9. The bipolar all solid-state battery of claim 8, wherein the insulation film includes one selected from the group consisting of polyimide (Pl), polyethylene (PE) and polypropylene (PP).

10. The bipolar all solid-state battery of claim 8, wherein the insulation film includes a throughhole formed therein to expose the first current collector and the second current collector being in surface contact.

11. The bipolar all solid-state battery of claim 8, wherein the insulation film includes styrene butadiene rubber (SBR) coated on at least one of its top and bottom surfaces to then be attached to at least one of the first current collector and the second current collector.

12. The bipolar all solid-state battery of claim 1, wherein surface treatment is performed on at least one of the second surface of the first current collector and the second surface of the second current collector.

13. A bipolar all solid-state battery comprising a unit cell including:

a bipolar current collector having a first surface and a second surface opposite to the first surface;

a first active material coated on the first surface of the bipolar current collector;

a second active material coated on the second surface of the bipolar current collector; and

wherein the second active material is formed by attaching a lithium foil to the second surface of the bipolar current collector.

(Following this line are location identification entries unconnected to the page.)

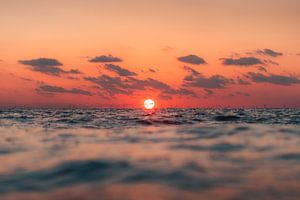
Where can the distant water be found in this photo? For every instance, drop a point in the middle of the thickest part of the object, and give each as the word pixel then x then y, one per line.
pixel 116 154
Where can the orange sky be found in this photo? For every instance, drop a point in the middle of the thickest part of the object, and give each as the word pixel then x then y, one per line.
pixel 150 35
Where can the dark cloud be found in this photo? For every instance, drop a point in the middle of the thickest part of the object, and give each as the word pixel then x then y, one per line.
pixel 74 71
pixel 273 79
pixel 195 79
pixel 105 59
pixel 261 68
pixel 41 62
pixel 243 61
pixel 47 66
pixel 128 85
pixel 167 48
pixel 192 59
pixel 152 70
pixel 164 97
pixel 269 52
pixel 245 94
pixel 271 62
pixel 243 82
pixel 57 89
pixel 119 70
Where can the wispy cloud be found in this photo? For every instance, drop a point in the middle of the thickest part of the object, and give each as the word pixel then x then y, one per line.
pixel 196 79
pixel 105 59
pixel 58 89
pixel 242 61
pixel 192 59
pixel 119 70
pixel 269 52
pixel 273 79
pixel 47 66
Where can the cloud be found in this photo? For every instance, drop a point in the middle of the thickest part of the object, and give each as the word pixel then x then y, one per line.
pixel 152 70
pixel 196 79
pixel 261 68
pixel 192 59
pixel 128 85
pixel 243 61
pixel 105 59
pixel 273 79
pixel 269 52
pixel 74 71
pixel 57 89
pixel 164 97
pixel 239 94
pixel 243 82
pixel 41 62
pixel 47 66
pixel 119 70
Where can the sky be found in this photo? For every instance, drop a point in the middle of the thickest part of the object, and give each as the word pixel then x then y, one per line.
pixel 181 53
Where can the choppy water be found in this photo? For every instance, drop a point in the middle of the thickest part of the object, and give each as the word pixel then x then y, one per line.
pixel 171 154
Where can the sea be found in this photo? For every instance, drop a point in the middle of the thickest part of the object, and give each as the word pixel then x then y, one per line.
pixel 165 154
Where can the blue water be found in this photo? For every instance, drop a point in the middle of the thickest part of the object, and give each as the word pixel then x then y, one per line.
pixel 219 154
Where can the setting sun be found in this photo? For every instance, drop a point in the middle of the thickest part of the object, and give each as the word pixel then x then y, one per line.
pixel 149 104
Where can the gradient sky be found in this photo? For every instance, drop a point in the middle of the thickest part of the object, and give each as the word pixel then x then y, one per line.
pixel 182 53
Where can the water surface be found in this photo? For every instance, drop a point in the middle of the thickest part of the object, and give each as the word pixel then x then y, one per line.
pixel 128 154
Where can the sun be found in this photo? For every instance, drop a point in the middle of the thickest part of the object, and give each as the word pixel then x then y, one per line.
pixel 149 104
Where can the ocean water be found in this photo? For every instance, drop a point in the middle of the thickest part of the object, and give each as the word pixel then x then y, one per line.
pixel 129 154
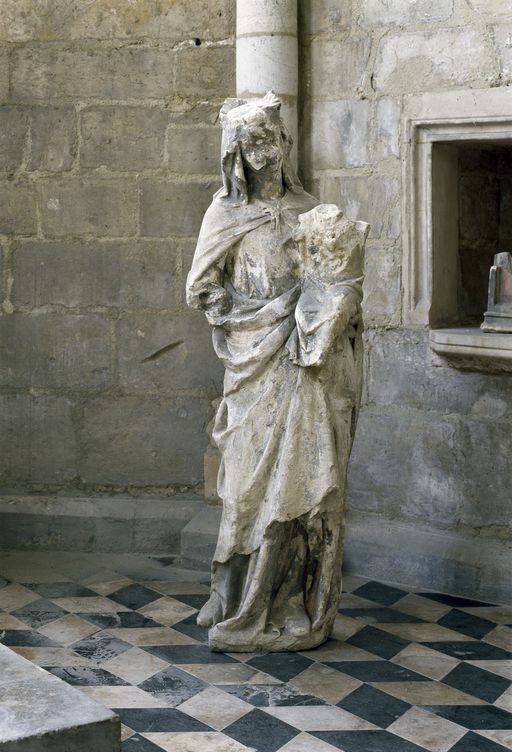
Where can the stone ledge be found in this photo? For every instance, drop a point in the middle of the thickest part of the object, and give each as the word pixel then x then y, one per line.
pixel 472 349
pixel 121 524
pixel 41 712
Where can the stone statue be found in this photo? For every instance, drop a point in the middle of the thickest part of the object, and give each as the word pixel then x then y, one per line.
pixel 279 279
pixel 498 317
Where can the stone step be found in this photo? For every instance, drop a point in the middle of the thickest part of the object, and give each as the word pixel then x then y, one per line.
pixel 41 712
pixel 116 524
pixel 199 538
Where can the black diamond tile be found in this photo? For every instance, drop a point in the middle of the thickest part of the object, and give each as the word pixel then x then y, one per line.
pixel 100 647
pixel 134 596
pixel 260 731
pixel 472 742
pixel 137 743
pixel 467 624
pixel 128 619
pixel 26 638
pixel 376 671
pixel 366 741
pixel 454 600
pixel 83 676
pixel 191 628
pixel 265 696
pixel 381 615
pixel 379 643
pixel 159 720
pixel 61 590
pixel 38 613
pixel 188 654
pixel 477 682
pixel 470 650
pixel 377 591
pixel 475 717
pixel 283 666
pixel 173 685
pixel 374 706
pixel 195 601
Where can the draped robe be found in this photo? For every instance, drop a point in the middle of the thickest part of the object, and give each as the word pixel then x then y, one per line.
pixel 284 428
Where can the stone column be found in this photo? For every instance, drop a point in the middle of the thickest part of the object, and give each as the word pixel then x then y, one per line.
pixel 267 54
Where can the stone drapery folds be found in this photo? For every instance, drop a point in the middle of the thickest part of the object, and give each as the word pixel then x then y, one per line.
pixel 279 277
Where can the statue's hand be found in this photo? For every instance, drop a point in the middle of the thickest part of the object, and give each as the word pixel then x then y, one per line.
pixel 216 300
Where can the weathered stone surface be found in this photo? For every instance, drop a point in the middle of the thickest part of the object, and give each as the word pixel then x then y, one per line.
pixel 485 480
pixel 338 134
pixel 283 512
pixel 4 75
pixel 116 524
pixel 372 197
pixel 161 353
pixel 428 472
pixel 74 206
pixel 386 477
pixel 134 273
pixel 123 138
pixel 62 272
pixel 491 7
pixel 53 139
pixel 173 208
pixel 502 37
pixel 316 16
pixel 403 11
pixel 447 561
pixel 42 712
pixel 433 59
pixel 399 374
pixel 211 69
pixel 199 537
pixel 18 215
pixel 387 137
pixel 336 67
pixel 42 73
pixel 144 440
pixel 382 292
pixel 172 20
pixel 37 440
pixel 194 150
pixel 13 135
pixel 53 350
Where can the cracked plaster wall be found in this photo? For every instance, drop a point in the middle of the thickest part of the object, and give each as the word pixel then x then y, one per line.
pixel 431 472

14. The bipolar all solid-state battery of claim 13, wherein the bipolar current collector is made of stainless steel (SUS), nickel, a nickel alloy or a clad metal of aluminum and copper.

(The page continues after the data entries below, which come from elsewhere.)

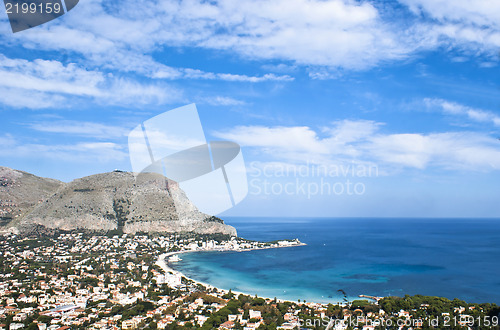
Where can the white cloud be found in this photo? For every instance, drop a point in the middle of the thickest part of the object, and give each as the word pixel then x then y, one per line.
pixel 86 152
pixel 222 100
pixel 80 128
pixel 323 35
pixel 340 33
pixel 473 26
pixel 42 83
pixel 361 142
pixel 452 108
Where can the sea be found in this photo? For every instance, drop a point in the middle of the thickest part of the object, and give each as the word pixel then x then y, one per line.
pixel 452 258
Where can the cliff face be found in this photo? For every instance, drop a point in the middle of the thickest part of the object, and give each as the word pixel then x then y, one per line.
pixel 20 192
pixel 117 200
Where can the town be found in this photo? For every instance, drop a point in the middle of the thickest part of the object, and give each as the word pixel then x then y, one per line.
pixel 81 280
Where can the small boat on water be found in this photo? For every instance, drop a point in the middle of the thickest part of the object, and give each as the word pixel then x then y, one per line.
pixel 174 258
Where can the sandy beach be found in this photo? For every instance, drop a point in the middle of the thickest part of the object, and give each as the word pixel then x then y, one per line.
pixel 163 264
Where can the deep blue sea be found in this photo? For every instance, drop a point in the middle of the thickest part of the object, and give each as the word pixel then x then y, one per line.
pixel 453 258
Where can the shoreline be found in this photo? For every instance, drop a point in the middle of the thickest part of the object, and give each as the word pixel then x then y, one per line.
pixel 163 264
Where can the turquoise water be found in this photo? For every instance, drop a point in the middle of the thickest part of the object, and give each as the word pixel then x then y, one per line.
pixel 440 257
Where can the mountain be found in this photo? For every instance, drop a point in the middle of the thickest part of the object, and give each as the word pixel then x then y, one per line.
pixel 117 200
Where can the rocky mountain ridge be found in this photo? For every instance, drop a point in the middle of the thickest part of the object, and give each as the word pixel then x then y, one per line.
pixel 146 202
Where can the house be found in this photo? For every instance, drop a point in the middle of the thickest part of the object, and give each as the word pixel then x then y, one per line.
pixel 227 325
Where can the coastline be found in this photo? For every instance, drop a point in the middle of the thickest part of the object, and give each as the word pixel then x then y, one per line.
pixel 163 264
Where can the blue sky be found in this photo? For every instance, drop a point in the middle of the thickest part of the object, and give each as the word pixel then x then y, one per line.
pixel 409 87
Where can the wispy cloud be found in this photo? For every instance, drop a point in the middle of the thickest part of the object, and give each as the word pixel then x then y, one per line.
pixel 86 152
pixel 43 83
pixel 361 141
pixel 81 128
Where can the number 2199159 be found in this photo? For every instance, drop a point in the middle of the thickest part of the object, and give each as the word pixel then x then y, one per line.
pixel 33 8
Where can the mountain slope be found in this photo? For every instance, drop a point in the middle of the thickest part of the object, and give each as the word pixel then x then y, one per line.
pixel 20 192
pixel 119 200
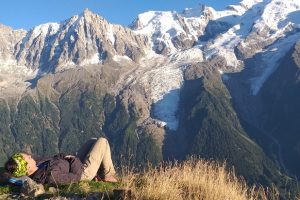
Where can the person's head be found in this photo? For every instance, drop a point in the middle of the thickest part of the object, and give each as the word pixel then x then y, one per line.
pixel 21 164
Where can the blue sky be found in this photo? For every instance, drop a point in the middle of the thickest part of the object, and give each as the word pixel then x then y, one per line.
pixel 29 13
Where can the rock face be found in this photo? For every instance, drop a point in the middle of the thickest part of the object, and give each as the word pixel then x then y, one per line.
pixel 173 84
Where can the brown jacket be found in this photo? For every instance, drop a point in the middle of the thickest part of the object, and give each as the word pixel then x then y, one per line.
pixel 58 170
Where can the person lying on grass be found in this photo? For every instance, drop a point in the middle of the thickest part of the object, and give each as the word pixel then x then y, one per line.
pixel 93 161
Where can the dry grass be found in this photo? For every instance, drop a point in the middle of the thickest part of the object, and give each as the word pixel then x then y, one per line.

15. The bipolar all solid-state battery of claim 13, wherein the first active material is configured to have a larger area than the second active material.

16. The bipolar all solid-state battery of claim 13, wherein the all solid-state electrolyte is configured to have a larger area than the first and second active materials.

17. The bipolar all solid-state battery of claim 13, further comprising an insulation film formed on a top surface of the bipolar current collector to surround the second active material.

18. The bipolar all solid-state battery of claim 17, wherein the insulation film includes one selected from the group consisting of polyimide (Pl), polyethylene (PE) and polypropylene (PP).

19. A method of manufacturing a bipolar all solid-state battery, the method comprising:

providing a bipolar current collector structure by winding the bipolar current collector on a roll, the bipolar current collector including a first active material formed on its first surface and a second active material formed on its second surface;

providing an all solid-state electrolyte structure by winding the all solid-state electrolyte on a separate roll to; and

supplying the bipolar current collector structure and the all solid-state electrolyte structure between two rotating rollers and compressing the supplied structures using the rollers.

20. The method of claim 19, wherein the second active material is formed by attaching a lithium foil to the second surface of the bipolar current collector.